Himmelklar: Es gibt ja viele Menschen, die mit Kirche, Gott und Jesus nicht viel anfangen können. Was raten Sie diesen Menschen, wenn Sie mit ihnen ins Gespräch kommen?
Bernd Keller (Ehe- und Familienseelsorger im Landkreis Bad Kissingen): Im Grunde ist ja jeder Mensch in der Verbundenheit mit dieser Welt, die wir nicht sehen können. Wir sehen den Himmel, können ihn aber nicht berühren. Er ist aber über uns ausgespannt. Deswegen ist, glaube ich, das Entscheidende, dass wir nie Religiosität absprechen.
Menschen glauben. Sie fragen nach Sinn: Wer bin ich? Woher komme ich? Wohin gehe ich? Eine Seelsorgerin oder ein Seelsorger ist nicht dafür da, Antworten zu geben auf nicht gestellte Fragen, sondern dafür, den Raum zu öffnen für die Begegnung mit sich selbst, mit sich im Einklang zu sein und dann wieder bereit zu sein für die Welt, um in den Kontakt zu kommen.
Insofern würde ich aus der Erfahrung über Jahrzehnte als Seelsorger sagen, man sollte in den Menschen nicht irgendetwas hineinbeten, sondern man begleitet Menschen. Man hört hin und ist da, um die Fragen, die im Leben auftauchen, zur Geltung kommen zu lassen und zur Welt kommen zu lassen. Das entlastet Menschen in ihrer Seele oft genug. Und da sind Menschen dann zutiefst religiös.
Himmelklar: Dabei geht es im Prinzip um ein gutes Leben und darum, dass jeder Mensch nach Sinn und Erfüllung sucht. Jetzt ist natürlich die große Frage: Wie kann ein gutes Leben gelingen? Sie haben dafür eine sehr greifbare und konkrete Antwort.
Keller: Dafür können Sie einfach mal die Hand öffnen und die fünf Finger betrachten. Jeden dieser fünf Finger können wir kurz beschreiben. Und zwar beschreiben wir den Daumen mit Schlaf, den Zeigefinger mit Bewegung, den Mittelfinger mit Sinn und Spiritualität, den Ringfinger mit Beziehung und Beziehungen und schließlich den kleinen Finger mit Arbeit und Tätigkeit.
Siehe da, wenn ich oft in den Gesprächen frage: Was ist denn bei Ihnen gerade ganz oben auf Platz eins?

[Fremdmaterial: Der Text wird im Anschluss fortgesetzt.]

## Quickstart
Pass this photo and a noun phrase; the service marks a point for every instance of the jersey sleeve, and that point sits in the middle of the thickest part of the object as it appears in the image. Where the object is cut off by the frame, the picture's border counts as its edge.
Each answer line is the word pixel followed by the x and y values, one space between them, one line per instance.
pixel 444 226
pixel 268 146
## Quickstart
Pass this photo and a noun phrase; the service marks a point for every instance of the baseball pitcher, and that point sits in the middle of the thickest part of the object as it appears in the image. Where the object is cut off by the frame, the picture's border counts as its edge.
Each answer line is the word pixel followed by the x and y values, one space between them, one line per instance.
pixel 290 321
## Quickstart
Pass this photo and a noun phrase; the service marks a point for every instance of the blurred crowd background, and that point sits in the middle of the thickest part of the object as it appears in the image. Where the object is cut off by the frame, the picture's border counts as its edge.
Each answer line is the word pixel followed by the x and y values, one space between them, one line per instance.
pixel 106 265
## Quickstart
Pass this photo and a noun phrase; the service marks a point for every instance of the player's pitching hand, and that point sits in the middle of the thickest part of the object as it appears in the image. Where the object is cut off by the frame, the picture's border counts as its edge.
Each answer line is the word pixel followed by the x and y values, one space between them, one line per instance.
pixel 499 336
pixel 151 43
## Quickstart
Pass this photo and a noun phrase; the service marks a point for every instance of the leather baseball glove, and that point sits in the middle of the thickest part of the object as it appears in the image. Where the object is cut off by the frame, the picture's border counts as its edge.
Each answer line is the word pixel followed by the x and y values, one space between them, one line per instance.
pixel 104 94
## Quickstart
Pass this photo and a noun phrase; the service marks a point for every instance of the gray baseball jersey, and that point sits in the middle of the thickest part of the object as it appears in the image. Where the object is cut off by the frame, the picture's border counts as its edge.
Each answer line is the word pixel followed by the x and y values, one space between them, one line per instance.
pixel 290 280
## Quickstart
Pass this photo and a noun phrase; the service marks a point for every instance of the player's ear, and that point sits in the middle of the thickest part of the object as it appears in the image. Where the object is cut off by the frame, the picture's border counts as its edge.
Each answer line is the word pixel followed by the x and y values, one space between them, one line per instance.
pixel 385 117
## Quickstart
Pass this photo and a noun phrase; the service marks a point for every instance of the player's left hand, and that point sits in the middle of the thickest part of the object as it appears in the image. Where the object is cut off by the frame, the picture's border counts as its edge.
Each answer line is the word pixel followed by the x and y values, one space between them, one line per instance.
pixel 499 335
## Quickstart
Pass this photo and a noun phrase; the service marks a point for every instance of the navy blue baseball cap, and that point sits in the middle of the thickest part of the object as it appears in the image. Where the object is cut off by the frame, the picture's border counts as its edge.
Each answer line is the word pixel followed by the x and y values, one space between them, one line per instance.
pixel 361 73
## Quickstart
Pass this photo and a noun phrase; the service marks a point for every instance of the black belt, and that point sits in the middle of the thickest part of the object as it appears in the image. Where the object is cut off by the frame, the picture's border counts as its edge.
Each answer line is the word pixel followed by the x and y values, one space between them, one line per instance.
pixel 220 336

Dann sagen viele: Ich bin ganz engagiert, ich bin ganz viel in der Arbeit, ich engagiere mich im Ehrenamt usw. und so fort. In dieser Aufzählung an einer Hand ist alles gleich wichtig, aber wichtig ist, dass es mit dem beginnt, was wir notwendigerweise zum Leben brauchen, nämlich den Schlaf. Wenn wir nicht schlafen, können wir uns nicht bewegen. Wenn wir uns nicht bewegen, können wir nicht wirklich Beziehungen und Sinn finden. Wenn wir keine sinnvolle Wirklichkeit erfahren und keine Beziehungen, in denen wir uns als Menschen begegnen, werden wir auch in der Tätigkeit, in der Arbeit, im Ehrenamt, ja, wofür eigentlich da sein?
Wir werden gewissermaßen schlaflos, nicht wach und oft auch nicht hörend in der Begegnung miteinander das Leben verbringen. Wir werden aber nicht wirklich den Himmel auf Erden aufbauen.
Himmelklar: Jetzt steht Weihnachten kurz bevor, was wünschen Sie sich denn für die Menschen zu Weihnachten?
Keller: Tatsächlich Frieden. Ich bin in diesem Jahr in einem Konzert von Michael Patrick Kelly gewesen. Der hat die sogenannte "Peace Ball" bei seinen Konzerten dabei. Diese "Peace Bell" schlägt er mitten im Konzert als eine Schweigeminute für den Frieden. Und genau das ist ja Weihnachten im Kern – eine heilige, eine stille Nacht.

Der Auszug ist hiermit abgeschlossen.